Performance Optimization

While Starling mimics the classic display list of OpenFL, what it does behind the scenes is quite different. To achieve the best possible performance, you have to understand some key concepts of its architecture. Here is a list of best practices you can follow to have your game run as fast as possible.

General Haxe Tips

Always make a Release Build

The most important rule right at the beginning: always create a release build when you test performance. A release build can make a huge difference when you use a Stage3D framework like Starling. The speed difference is immense; depending on the platform you’re working on, you can easily get a multiple of the framerate of a debug build.

In Visual Studio Code, select a target without Debug in the name. For example, to create an Android release build, choose the Android or iOS targets instead of Android / Debug or iOS / Debug.
For command line builds, add the -release flag to create a release build.
```
lime build android -release
```

Check your Hardware

Be sure that Starling is indeed using the GPU for rendering. That’s easy to check: if Starling.current.context.driverInfo contains the string Software, then Stage3D is in software fallback mode, otherwise it’s using the GPU.

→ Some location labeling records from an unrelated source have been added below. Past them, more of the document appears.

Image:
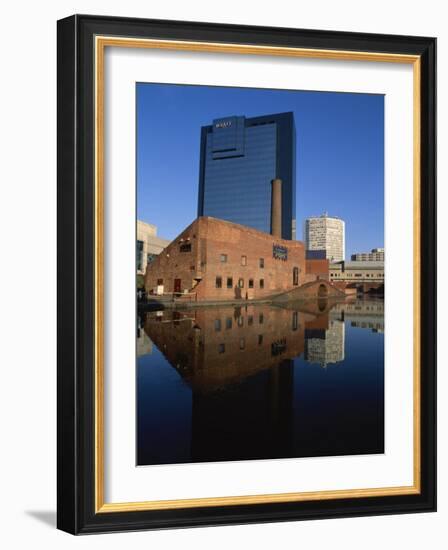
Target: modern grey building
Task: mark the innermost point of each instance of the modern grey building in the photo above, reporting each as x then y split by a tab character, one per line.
239	159
325	235
376	255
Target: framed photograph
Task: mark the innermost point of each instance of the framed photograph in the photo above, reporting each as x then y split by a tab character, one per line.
246	274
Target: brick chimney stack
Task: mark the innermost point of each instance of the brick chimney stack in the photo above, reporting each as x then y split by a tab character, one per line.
276	208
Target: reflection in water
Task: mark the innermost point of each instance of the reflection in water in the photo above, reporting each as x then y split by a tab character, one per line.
234	383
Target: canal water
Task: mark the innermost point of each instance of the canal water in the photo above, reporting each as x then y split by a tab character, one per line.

Furthermore, some mobile devices can be run in a Battery Saving Mode. Be sure to turn that off when making performance tests.

Set the Framerate

Your framerate is somehow stuck at 24 frames per second, no matter how much you optimize? Then you probably never set your desired framerate, and you’ll see the OpenFL’s default setting.

To change that, either use the appropriate setting in your Lime project.xml configuration file, or manually set the framerate on the OpenFL stage.

<window fps="60"/>

Starling.current.nativeStage.frameRate = 60;

Avoid Allocations

Avoid creating a lot of temporary objects. They take up memory and need to be cleaned up by the garbage collector, which might cause small hiccups when it’s running.

// bad:
for (i in 0...10)
{
    var point:Point = new Point(i, 2*i);
    doSomethingWith(point);
}

// better:
var point:Point = new Point();
for (i in 0...10)
{
    point.setTo(i, 2*i);
    doSomethingWith(point);
}

Actually, Starling contains a class that helps with that: Pool. It provides a pool of objects that are often required, like Point, Rectangle and Matrix. You can "borrow" objects from that pool and return them when you’re done.

// best:
var point:Point = Pool.getPoint();
for (i in 0...10)
{
    point.setTo(i, 2*i);
    doSomethingWith(point);
}
Pool.putPoint(point); // don't forget this!

Starling Specific Tips

Minimize State Changes

As you know, Starling uses Stage3D to render the display list. This means that all drawing is done by the GPU.

Now, Starling could send one quad after the other to the GPU, drawing one by one. In fact, this is how the very first Starling release worked! For optimal performance, though, GPUs prefer to get a huge pile of data and draw all of it at once.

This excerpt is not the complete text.